One NZ and 2degrees sign LEOsat deals to fill in black spots

One NZ and 2degrees sign LEOsat deals to fill in black spots
Image by K_O_A. | Bigstockphoto

CommsUpdate: Two of New Zealand’s mobile network operators (MNOs) – One New Zealand and 2degrees – have announced deals with satellite providers to improve mobile coverage across the country and eliminate so-called black spots in remote areas.

One New Zealand – the new brand for Vodafone NZ as of April 3 – has signed an agreement with SpaceX to work in conjunction with the US firm’s company’s Starlink satellites from late 2024. Meanwhile, 2degrees has announced initial trials with satellite provider Lynk.
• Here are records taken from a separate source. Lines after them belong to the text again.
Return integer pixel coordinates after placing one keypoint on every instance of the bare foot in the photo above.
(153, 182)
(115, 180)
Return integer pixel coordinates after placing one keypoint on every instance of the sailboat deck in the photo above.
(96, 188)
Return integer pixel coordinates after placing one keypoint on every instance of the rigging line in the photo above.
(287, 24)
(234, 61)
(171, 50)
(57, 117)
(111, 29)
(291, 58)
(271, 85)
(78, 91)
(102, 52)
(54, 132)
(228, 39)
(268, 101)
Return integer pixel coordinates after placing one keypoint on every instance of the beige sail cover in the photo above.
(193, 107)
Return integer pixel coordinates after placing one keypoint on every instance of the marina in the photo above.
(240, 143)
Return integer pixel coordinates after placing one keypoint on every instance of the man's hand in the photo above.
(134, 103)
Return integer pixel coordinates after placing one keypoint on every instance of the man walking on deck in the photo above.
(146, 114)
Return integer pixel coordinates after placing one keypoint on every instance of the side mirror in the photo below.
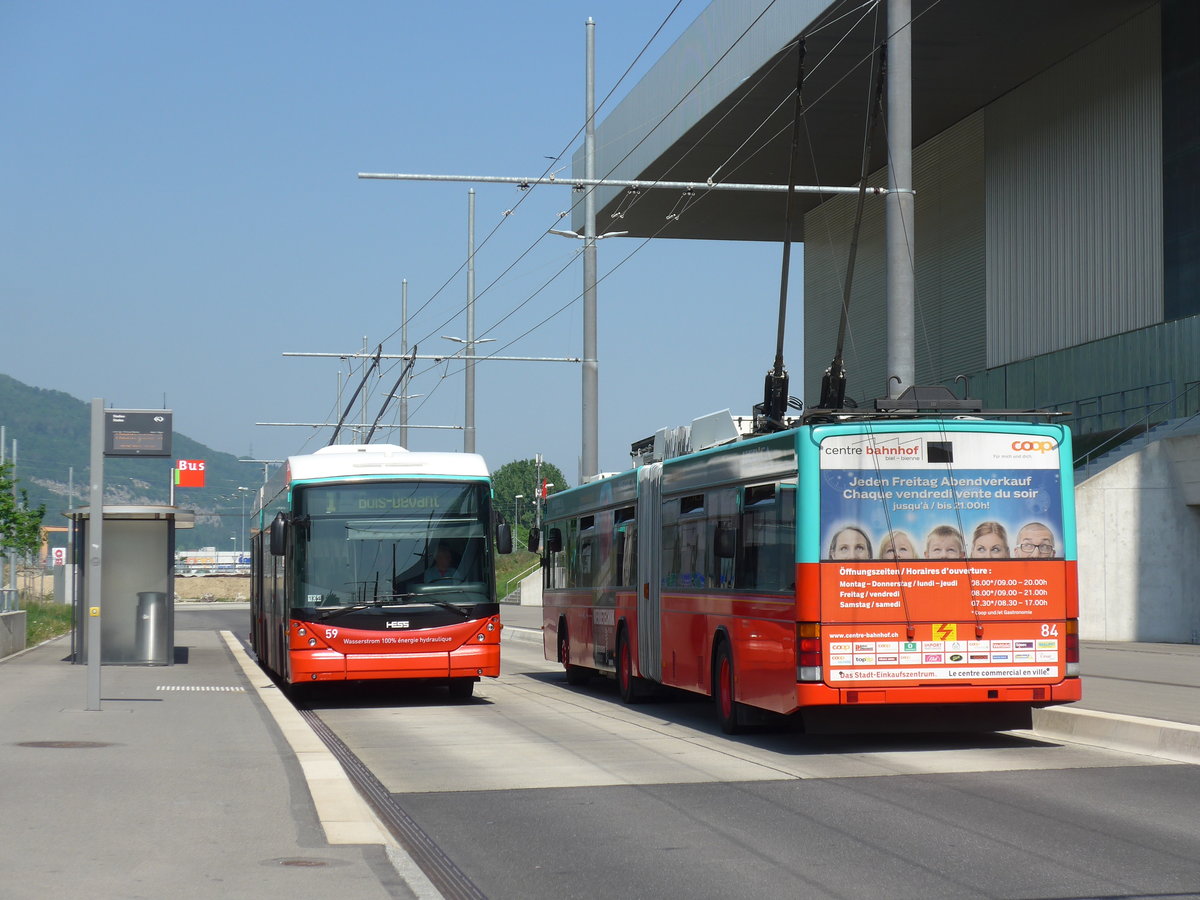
(725, 543)
(503, 538)
(279, 534)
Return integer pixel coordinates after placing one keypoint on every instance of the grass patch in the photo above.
(509, 568)
(46, 619)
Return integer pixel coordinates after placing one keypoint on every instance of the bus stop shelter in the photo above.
(137, 607)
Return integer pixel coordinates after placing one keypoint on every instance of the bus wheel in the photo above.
(723, 690)
(461, 688)
(575, 675)
(633, 689)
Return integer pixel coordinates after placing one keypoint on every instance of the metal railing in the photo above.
(1185, 406)
(514, 583)
(1120, 409)
(10, 600)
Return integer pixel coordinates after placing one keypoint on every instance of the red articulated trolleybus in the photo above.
(372, 562)
(870, 571)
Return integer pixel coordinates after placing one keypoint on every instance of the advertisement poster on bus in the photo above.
(942, 557)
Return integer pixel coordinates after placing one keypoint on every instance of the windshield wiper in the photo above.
(382, 600)
(395, 600)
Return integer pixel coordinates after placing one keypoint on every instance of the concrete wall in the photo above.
(12, 633)
(1139, 567)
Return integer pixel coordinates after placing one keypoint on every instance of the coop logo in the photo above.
(1041, 447)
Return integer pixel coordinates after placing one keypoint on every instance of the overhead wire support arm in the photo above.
(366, 373)
(525, 183)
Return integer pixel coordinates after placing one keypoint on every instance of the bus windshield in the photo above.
(391, 543)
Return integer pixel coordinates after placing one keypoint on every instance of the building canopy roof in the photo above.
(736, 67)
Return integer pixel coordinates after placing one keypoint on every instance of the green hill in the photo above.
(53, 435)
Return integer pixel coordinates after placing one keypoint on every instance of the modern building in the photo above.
(1056, 168)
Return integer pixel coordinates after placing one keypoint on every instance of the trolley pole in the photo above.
(403, 349)
(899, 210)
(468, 431)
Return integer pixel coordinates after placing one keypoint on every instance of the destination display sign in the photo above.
(137, 432)
(393, 499)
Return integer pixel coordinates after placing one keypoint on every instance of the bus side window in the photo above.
(693, 543)
(768, 538)
(556, 559)
(625, 546)
(588, 556)
(670, 545)
(723, 532)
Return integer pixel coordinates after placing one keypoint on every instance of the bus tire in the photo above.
(633, 689)
(576, 676)
(723, 690)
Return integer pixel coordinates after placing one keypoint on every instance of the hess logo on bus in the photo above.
(1041, 447)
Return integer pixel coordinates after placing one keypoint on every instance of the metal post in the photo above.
(3, 605)
(468, 432)
(591, 365)
(899, 220)
(95, 550)
(366, 393)
(403, 349)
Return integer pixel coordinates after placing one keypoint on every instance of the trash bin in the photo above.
(151, 628)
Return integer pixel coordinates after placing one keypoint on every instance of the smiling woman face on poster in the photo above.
(942, 487)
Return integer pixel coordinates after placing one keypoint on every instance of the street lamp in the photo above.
(244, 491)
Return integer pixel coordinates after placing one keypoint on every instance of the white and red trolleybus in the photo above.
(903, 573)
(373, 562)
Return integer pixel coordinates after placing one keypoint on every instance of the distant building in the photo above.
(1056, 167)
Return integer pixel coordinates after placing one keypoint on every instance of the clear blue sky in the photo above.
(180, 207)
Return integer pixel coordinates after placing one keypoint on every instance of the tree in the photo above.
(21, 528)
(520, 477)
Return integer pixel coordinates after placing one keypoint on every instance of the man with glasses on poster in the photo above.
(1035, 541)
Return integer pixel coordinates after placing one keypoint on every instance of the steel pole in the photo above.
(95, 551)
(591, 365)
(899, 219)
(468, 431)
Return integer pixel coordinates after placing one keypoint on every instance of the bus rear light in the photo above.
(1072, 648)
(808, 651)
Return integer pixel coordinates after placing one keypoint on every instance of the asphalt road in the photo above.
(539, 790)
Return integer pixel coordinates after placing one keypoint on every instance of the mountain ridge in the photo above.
(53, 435)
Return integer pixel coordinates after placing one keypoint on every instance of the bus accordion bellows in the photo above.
(871, 573)
(371, 562)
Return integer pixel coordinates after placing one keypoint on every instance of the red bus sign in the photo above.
(190, 473)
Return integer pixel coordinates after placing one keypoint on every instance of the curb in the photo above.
(521, 635)
(1129, 733)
No more post-cyclone outages, says One NZ

One NZ said in a press release that the collaboration with SpaceX would deliver mobile coverage “across the entire country and out to its territorial limit”.
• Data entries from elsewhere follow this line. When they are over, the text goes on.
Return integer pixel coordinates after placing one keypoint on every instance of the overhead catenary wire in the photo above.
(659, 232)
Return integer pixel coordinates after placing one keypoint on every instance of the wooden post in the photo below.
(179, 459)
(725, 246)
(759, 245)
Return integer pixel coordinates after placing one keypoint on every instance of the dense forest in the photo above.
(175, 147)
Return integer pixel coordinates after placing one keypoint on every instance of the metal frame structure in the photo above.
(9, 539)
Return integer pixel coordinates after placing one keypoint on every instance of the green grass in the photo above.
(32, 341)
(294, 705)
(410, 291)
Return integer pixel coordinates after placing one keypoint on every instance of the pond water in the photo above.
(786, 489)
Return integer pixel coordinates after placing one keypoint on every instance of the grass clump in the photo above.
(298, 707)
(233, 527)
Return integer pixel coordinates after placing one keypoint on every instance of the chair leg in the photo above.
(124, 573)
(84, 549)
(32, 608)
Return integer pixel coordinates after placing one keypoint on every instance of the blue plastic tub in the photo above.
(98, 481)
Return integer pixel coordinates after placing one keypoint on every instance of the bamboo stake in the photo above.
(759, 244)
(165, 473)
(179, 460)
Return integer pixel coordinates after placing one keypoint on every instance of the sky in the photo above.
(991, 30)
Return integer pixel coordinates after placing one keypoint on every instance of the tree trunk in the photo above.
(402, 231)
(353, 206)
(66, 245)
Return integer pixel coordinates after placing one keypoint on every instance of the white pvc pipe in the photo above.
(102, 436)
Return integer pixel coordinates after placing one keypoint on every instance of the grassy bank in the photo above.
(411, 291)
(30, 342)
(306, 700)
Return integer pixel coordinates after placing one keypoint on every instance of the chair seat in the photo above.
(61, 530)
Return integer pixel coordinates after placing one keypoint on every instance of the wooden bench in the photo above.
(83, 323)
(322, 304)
Chief executive Jason Paris said the deal meant the immediate communications issues experienced after Cyclone Gabrielle would be “confined to history”.

“Currently, our mobile network covers 98% of the places New Zealanders live and work. However, due to the length and geography of the country, almost 50% of the landmass still has no coverage,” he explained. “When the service goes live, there will be coverage across the country whether you’re out on your boat, climbing a mountain, fixing a remote road or on your farm.”

SpaceX’s next generation Starlink LEO satellites will be in orbit and ready to provide connectivity from late 2024. The technology will initially support text and MMS, with voice and data services to follow.

“Cell towers in space”

Meanwhile, 2degrees said initial trials with US firm Lynk would begin this month, and over time expects its customers to be able to send text messages, voice calls and basic data services from anywhere in New Zealand.

Lynk has been developing a LEO satellite-to-mobile service, which would enable MNOs to connect their customers via “cell towers in space” when they are either beyond current mobile coverage, or when the mobile network has an unplanned outage.

“LEO satellites are going to be a future contributor to the mobile experience and we’re committed to ensuring our customers have access to opportunities as they develop,” said 2degrees chief executive Mark Callander.